I'm about to go shopping, I'm waiting for my boy to be ready. I'm going out in women's shorts and women's shoes and a tee shirt. They are not obvious, they are rather androgynous. My legs are smooth from diabetes, and a bit discolored, so they are not what I call attractive, but I suspect showing leg is going to be a lot more common in the future (especially when I am officially en fem).

It was incredibly busy last week. Had a GEAR meeting (tranny get together) first time totally en fem, several doctors appointments, visited a friend getting electrolysis (which pinned down the shop for my use later), and tried to distract her during the painful parts telling jokes. This may have backfired, the tech thought they were funny too. I tend to collect jokes, then dole them out to match the occasion.

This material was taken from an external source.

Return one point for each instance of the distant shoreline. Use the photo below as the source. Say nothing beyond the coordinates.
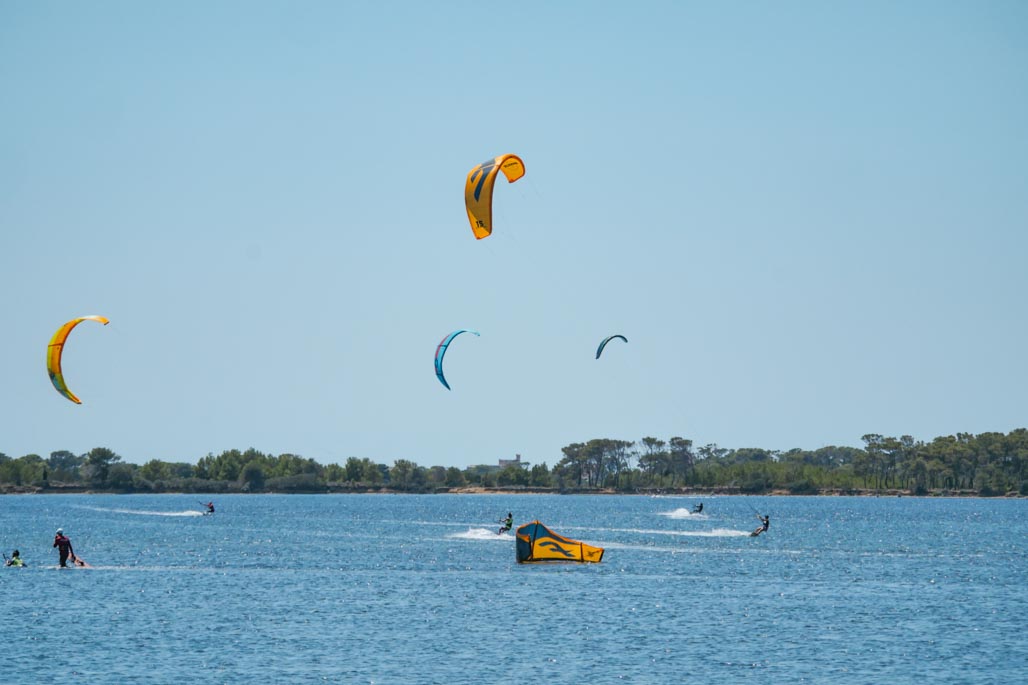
(513, 490)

I came away from my en fem experience with a new appreciation of why women are always cold. All the fabrics are very thin and silky, and there is no insulation. Add to the fact I've lost a lot of personal insulation (now 203) and it is flat out cold.

Thank you all for caring. It helps a lot.

If you think you're cold now...

Wait until you're on hormones as well. Testosterone ain't no joke when it comes to keeping body temperature elevated. Start suppressing that and........ BAM! It's like stepping into a deep freezer.

Abigail Drew.

I suspect you are right

That and loss of natural insulation doesn't help. All part of the price of beauty. At least that was what I was telling myself when they were ripping out my eyebrows using wax. Not as painful as the laser hair removal, but still. Then they show their new trophy, just before throwing it away.

The Spiro is doing something, though I'm not sure what yet. But the main reason I'm taking it is working, the blood pressure is way down to safe levels.

I am now under what I was when I was 20. I would love to know if some of the treatments I keep seeing work, such as laser treatments for cellulite, and floppy skin (yep, I've got it). I am a natural skeptic, and it seems there is a lot of snake oil salesmen for women out there.

Finding shoes that I don't feel I'm being ripped off is a problem. Welcome to becoming a girl.